Opt-out towns and counties have become a serious problem in California, where 62% of all municipalities prohibit regulated cannabis sales—and the illegal market still supplies 55% of cannabis demand, even after nearly four years of legal sales.
In New York, half of all municipalities have already chosen not to regulate cannabis within their borders, even before adult-use sales begin. Those civic leaders have effectively created economic protection zones for street dealers in their communities.
In New Jersey, where adult-use cannabis began earlier this year, 71 percent of local municipalities have opted out of legal sales. That has left the state’s adult consumers with few legal options. With only one store for every 358,000 residents, illegal street sellers command more than 80 percent of the Garden State’s marijuana market.
The erroneous assumption
In many of these opt-out towns, local leaders vote to leave cannabis unregulated based on the assumption that doing so will keep marijuana out of their community.
That’s an erroneous assumption. Decades of experience and data show that cannabis is already circulating in every community in America. Pretending marijuana doesn’t exist doesn’t make it magically disappear. It simply gives a boost to local street sellers—and those sellers don’t demand to see proof of age. State-licensed stores do.

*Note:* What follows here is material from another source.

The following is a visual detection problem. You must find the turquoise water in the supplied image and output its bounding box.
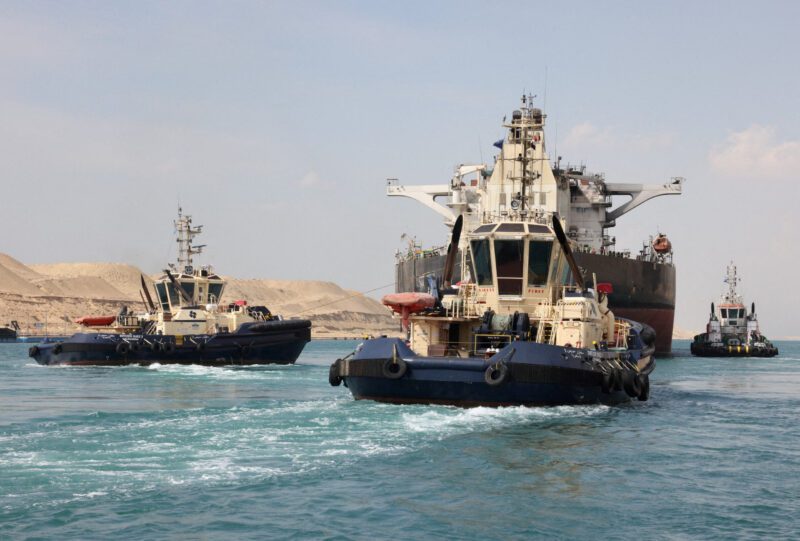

By zoning and regulating state-licensed cannabis stores, local communities effectively create age gates around marijuana. Drawn by a state-licensed store’s wide product selection, lab-tested goods, and pleasant shopping experience, adult consumers over time abandon their local illicit seller in favor of regulated shops. That dries up the market for illicit sellers. Fewer illicit sellers results in fewer opportunities for minors to obtain marijuana.
Illicit products put public health at risk
In addition to unintentionally protecting their town’s illegal marijuana dealers, the report found that when local leaders opt out, they also:
Indirectly encourage adult consumers to purchase illegal products
Put public health at risk by allowing the circulation of untested products
Sustain illegal sales to local teens
Turn away local jobs and tax revenue
Continue fighting a losing War on Drugs
Today, nearly 45 percent of Americans live in a legal, adult-use state. If pending legalization measures gain approval on the November ballot, half of all Americans could live in a legal cannabis state by 2023.
In every newly legal state, local officials will be called upon to regulate cannabis in ways appropriate for their community.
Opting out isn’t a vote against marijuana—it’s a vote in favor of illegal dealers. This report provides a critical guide for those policymakers to make local regulatory decisions with research and data-supported facts.